During the first half of the twentieth century, the average American household was transformed by the introduction of a group of machines that profoundly altered the daily lives of housewives; the forty years between 1920 and 1960 witnessed what might be aptly called the “industrial revolution in the home.” Where once there had been a wood-or coal-burning stove there now was a gas or electric range. Clothes that had once been scrubbed on a metal washboard were now tossed into a tub and cleansed by an electrically driven agitator. The dryer replaced the clothesline; the vacuum cleaner replaced the broom; the refrigerator replaced the icebox and the root cellar; an automatic pump, some piping, and a tap replaced the hand pump, the bucket, and the well. No one had to chop and haul wood any more. No one had to shovel out ashes or beat rugs or carry water; no one even had to toss egg whites with a fork for an hour to make an angel food cake.
And yet American housewives in 1960, 1970, and even 1980 continued to log about the same number of hours at their work as their grandmothers and mothers had in 1910,1920, and 1930. The earliest time studies of housewives date from the very same period in which time studies of other workers were becoming popular—the first three decades of the twentieth century.
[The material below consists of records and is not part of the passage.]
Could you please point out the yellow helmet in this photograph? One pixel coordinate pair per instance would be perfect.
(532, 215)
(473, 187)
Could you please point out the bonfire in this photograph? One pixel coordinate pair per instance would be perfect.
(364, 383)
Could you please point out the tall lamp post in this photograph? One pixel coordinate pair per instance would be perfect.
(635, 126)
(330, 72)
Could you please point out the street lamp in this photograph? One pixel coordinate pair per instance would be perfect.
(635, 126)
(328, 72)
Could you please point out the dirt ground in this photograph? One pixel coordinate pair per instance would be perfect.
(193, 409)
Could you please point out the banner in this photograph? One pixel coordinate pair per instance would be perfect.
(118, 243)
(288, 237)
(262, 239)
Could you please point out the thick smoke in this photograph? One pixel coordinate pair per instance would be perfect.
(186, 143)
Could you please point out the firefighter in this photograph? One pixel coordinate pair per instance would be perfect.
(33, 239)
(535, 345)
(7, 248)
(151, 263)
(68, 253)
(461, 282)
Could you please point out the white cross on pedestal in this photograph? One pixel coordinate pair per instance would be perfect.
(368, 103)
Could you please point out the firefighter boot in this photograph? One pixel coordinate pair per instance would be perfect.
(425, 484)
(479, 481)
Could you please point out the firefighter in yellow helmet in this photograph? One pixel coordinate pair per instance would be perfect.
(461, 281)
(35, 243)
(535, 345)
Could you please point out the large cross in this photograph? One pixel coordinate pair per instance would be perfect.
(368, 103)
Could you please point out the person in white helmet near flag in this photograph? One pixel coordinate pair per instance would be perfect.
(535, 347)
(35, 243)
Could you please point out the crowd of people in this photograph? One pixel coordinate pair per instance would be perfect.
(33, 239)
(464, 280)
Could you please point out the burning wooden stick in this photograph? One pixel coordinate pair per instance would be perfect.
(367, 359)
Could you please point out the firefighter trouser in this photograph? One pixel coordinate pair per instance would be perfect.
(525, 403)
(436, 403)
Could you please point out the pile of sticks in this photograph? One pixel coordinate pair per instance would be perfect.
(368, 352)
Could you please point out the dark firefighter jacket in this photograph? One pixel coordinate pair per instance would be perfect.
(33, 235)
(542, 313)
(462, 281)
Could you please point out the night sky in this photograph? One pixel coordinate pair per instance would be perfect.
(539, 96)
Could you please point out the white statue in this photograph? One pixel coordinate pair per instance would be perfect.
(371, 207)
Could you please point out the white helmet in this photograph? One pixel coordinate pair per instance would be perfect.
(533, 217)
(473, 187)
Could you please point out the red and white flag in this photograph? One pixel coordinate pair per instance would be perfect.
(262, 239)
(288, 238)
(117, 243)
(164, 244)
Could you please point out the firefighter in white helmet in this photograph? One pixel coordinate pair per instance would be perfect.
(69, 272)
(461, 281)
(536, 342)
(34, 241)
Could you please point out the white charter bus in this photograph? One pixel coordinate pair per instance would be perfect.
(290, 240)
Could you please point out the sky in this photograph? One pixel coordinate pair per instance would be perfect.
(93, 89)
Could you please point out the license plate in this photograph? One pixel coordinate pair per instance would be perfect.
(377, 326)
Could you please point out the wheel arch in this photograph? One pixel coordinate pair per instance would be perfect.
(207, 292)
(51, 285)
The sample sizes of these studies were usually quite small, and they did not always define housework in precisely the same way (some counted an hour spent taking children to the playground as “work,” while others called it “leisure”), but their results were more or less consistent: whether rural or urban, the average American housewife performed fifty to sixty hours of unpaid work in her home every week, and the only variable that significantly altered this was the number of small children.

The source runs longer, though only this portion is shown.